Prompt caches aren't private to one conversation — multiple users hitting the same byte-identical prefix all read the same cache entry. That means a large shared instruction block can be written once and read cheaply by everyone. But one personalized byte in the system prompt quietly destroys this: each user gets a distinct prefix, so each pays the full write cost and nobody shares.
Before
system = [{
"type": "text",
"text": f"You are Acme's support agent.\nUser: {user.name} ({user.id})\n\n{POLICY_DOCS}",
"cache_control": {"type": "ephemeral"},
}]
{user.name} and {user.id} sit at the front of the prefix, so the 8KB POLICY_DOCS after them is cached per user.

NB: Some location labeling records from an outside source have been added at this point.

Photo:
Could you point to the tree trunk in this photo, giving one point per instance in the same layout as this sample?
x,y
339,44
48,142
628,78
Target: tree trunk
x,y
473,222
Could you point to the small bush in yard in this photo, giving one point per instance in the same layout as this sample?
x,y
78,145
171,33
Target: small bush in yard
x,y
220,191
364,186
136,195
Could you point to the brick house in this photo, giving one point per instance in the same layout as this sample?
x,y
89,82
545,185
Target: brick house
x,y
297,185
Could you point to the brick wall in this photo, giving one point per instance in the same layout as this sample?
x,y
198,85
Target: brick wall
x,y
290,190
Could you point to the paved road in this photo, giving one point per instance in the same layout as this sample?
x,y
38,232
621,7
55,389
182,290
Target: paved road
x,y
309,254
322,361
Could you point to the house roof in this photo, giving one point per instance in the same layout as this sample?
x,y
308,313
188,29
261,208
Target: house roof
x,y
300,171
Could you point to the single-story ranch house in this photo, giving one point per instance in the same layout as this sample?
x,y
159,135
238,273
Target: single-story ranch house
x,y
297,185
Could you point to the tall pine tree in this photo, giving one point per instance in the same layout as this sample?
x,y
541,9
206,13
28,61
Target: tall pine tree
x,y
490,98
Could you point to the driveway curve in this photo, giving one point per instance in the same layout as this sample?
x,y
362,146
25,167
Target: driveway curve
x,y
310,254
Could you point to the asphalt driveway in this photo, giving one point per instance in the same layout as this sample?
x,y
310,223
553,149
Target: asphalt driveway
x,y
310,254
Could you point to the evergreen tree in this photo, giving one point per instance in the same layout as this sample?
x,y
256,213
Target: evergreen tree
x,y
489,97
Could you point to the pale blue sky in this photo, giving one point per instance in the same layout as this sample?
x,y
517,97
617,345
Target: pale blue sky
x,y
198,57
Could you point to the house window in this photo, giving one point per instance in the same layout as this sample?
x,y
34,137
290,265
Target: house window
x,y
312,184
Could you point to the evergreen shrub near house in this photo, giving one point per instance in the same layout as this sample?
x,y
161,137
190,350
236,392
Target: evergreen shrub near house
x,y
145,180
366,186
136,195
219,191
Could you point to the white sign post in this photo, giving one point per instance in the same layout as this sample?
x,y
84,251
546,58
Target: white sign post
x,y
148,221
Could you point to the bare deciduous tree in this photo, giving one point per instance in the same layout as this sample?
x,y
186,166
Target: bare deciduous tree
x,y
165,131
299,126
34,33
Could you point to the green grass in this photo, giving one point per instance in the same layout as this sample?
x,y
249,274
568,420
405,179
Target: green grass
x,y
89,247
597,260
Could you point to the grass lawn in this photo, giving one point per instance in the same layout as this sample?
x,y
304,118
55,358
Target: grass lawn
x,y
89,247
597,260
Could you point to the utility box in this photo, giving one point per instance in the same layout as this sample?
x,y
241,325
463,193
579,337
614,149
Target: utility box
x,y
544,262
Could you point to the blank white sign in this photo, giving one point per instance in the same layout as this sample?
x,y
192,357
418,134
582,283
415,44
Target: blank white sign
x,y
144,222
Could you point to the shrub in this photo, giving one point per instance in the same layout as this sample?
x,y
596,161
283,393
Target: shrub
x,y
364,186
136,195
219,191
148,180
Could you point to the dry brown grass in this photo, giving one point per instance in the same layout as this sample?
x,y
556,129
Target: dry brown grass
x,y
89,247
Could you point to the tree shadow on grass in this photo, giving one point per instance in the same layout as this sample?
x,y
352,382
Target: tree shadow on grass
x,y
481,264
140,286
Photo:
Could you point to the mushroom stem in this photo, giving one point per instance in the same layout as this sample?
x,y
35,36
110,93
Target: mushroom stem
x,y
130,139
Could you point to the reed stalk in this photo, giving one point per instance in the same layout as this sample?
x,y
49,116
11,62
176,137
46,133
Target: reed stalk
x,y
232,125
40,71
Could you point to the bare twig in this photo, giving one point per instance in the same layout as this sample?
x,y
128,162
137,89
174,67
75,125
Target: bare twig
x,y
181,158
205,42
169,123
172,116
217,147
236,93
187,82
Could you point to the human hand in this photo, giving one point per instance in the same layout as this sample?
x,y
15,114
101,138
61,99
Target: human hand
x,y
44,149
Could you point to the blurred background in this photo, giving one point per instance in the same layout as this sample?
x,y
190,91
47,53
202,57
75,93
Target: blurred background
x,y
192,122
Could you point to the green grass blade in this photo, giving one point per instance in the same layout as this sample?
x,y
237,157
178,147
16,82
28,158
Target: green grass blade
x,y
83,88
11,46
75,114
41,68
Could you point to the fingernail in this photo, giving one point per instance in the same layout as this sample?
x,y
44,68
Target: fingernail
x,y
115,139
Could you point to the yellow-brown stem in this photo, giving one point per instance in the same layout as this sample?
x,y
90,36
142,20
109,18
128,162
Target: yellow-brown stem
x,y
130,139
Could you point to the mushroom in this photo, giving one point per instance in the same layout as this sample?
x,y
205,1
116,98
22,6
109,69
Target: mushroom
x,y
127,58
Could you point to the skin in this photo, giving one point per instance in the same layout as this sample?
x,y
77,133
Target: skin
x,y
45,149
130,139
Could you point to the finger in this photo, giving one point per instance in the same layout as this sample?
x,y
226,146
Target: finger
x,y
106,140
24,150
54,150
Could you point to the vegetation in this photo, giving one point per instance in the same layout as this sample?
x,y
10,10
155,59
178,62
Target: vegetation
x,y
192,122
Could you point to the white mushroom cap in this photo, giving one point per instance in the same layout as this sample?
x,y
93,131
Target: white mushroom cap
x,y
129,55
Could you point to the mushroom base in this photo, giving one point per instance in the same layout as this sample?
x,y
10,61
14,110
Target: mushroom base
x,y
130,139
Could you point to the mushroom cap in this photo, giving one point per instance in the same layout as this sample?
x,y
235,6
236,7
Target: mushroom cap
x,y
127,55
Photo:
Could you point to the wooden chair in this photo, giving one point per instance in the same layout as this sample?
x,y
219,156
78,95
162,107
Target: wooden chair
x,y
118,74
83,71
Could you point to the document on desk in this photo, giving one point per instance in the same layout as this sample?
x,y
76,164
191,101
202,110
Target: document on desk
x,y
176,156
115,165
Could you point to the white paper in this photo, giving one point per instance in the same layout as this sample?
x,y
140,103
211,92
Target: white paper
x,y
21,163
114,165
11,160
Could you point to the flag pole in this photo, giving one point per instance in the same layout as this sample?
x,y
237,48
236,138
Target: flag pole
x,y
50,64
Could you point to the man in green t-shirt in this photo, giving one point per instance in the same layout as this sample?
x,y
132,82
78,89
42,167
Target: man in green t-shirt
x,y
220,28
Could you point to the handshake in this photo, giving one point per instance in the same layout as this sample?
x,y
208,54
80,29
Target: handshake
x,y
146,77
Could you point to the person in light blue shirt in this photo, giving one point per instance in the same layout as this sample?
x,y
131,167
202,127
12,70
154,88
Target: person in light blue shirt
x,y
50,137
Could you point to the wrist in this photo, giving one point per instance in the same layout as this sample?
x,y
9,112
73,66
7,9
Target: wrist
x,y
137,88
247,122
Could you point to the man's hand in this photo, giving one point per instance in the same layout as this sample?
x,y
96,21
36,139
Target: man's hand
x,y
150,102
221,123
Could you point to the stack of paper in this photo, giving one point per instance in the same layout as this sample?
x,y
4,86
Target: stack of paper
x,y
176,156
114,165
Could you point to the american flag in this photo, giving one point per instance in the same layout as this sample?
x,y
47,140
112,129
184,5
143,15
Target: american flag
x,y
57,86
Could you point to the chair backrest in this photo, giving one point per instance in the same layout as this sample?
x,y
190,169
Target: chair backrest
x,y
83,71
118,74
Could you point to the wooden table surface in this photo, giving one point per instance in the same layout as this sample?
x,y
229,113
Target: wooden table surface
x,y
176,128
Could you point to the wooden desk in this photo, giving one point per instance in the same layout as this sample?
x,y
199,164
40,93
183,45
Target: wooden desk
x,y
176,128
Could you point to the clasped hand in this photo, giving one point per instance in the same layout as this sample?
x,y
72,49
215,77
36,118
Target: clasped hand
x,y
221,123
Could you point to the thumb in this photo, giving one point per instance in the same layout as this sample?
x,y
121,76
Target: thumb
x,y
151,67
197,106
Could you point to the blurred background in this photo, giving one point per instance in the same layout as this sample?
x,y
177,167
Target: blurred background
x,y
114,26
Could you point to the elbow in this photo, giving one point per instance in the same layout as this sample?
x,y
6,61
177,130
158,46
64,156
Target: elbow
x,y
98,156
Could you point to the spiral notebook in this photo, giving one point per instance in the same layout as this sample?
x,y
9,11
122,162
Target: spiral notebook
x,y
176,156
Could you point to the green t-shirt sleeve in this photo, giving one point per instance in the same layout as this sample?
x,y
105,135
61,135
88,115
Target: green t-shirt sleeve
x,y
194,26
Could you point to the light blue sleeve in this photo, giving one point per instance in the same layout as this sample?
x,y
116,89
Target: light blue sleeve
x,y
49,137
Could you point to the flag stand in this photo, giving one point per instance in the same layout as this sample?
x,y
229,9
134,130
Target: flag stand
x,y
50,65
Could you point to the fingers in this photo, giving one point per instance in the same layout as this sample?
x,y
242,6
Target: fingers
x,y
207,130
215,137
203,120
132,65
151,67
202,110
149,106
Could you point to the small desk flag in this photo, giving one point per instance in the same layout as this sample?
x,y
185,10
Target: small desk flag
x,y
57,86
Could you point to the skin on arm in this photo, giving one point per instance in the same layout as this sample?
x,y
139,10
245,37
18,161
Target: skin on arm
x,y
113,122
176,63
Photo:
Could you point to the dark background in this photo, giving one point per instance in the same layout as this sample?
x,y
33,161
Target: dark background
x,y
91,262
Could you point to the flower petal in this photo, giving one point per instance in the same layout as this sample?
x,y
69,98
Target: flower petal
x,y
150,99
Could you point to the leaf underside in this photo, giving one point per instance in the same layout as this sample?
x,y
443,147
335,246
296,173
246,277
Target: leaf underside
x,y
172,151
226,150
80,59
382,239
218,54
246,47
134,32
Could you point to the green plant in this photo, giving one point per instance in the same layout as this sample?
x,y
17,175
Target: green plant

With 5,000 users that's 5,000 separate cache writes of the same policy text.
After
system = [{
"type": "text",
"text": f"You are Acme's support agent.\n\n{POLICY_DOCS}", # identical for everyone
"cache_control": {"type": "ephemeral"},
}]
messages = [
{"role": "user", "content": f"[context] Acting for {user.name} (id {user.id})."},
{"role": "user", "content": user_question},
]
The personalization moves into the message turns — after the cached prefix — so it invalidates nothing ahead of it.
Why it works
The cache key is derived from the exact bytes up to each breakpoint, and entries are scoped per model, not per user or per conversation. Keep the system prompt frozen and identical, and the first user to arrive pays the ~1.25x write while every subsequent user pays the ~0.1x read for that shared block. Per-user facts belong in messages (or a role: "system" message where supported), which sit after the prefix and only affect bytes from that point onward.
Confirm sharing works by watching a second user's first request: cache_read_input_tokens should already cover POLICY_DOCS even though that user never sent a prior message.